A Corregedoria do Tribunal de Justiça (TJ) do Paraná vem orientando os cartórios de todo o estado a ignorarem qualquer fiscalização que não venha do tribunal. “A orientação é devolver à origem”, diz o corregedor, Mário Helton Jorge, no ofício circular 148/2017, de 25 de outubro, afirmando que só o órgão que ele dirige “é competente para regulamentar questões afetas ao foro extrajudicial”. No processo que embasa o documento, Jorge acusa a intromissão do Ministério Público (MP) do Paraná, para ele uma instituição “alheia ao Judiciário”.
Especial para a Gazeta do Povo, o coletivo de jornalistas Livre.jor consultou a decisão do TJ que embasa o ofício enviado a todos cartorários e juízes corregedores do Paraná.
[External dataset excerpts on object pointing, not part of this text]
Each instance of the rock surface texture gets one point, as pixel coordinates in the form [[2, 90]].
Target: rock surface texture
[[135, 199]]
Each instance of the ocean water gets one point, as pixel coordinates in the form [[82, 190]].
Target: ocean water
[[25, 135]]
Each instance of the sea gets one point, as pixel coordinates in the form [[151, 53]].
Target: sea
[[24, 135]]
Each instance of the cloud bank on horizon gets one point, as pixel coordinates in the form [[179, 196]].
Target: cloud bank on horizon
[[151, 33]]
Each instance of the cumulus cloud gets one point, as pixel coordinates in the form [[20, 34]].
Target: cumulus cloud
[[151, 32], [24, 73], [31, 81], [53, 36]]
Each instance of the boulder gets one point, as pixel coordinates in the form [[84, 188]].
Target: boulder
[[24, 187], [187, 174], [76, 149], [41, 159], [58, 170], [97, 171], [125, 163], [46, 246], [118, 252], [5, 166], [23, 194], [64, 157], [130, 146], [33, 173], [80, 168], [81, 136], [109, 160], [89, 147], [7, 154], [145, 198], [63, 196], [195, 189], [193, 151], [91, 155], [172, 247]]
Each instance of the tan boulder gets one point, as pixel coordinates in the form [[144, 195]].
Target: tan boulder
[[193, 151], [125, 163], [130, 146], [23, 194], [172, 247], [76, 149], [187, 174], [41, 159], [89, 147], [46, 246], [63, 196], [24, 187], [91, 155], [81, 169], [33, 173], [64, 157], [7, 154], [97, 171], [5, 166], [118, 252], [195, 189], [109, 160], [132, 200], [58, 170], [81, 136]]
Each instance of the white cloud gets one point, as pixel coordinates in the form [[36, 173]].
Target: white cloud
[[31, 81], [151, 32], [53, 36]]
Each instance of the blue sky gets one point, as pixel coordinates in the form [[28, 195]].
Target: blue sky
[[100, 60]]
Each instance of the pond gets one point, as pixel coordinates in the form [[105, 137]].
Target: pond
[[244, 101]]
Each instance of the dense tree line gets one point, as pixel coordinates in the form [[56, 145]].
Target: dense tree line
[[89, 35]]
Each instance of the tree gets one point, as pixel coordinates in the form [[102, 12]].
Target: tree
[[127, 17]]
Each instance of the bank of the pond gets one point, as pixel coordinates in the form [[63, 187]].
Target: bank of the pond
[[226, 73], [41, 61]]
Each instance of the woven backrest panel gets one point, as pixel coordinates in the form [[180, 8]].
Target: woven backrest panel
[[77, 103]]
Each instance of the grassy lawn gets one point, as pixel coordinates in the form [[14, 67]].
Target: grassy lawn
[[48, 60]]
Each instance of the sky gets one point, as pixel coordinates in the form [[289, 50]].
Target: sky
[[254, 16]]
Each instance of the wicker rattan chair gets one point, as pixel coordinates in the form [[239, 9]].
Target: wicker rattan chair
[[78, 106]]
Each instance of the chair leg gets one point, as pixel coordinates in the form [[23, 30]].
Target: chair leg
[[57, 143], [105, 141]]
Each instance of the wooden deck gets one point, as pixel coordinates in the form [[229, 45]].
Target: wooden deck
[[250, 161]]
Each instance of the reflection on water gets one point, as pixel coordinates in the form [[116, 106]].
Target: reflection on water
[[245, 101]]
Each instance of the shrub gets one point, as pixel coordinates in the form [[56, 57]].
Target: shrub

Nela, Jorge relata que inspeções pelo interior identificaram diversas situações em que o MP fez recomendações aos serventuários, instruindo como eles deveriam proceder em determinados casos.
O corregedor cita como exemplo um caso de 2014, em Marialva, quando o notário foi orientado pelo Ministério Público a não lavrar escritura pública de área rural inferior a 20 mil m². “Inadequado”, foi como Jorge qualificou o MP.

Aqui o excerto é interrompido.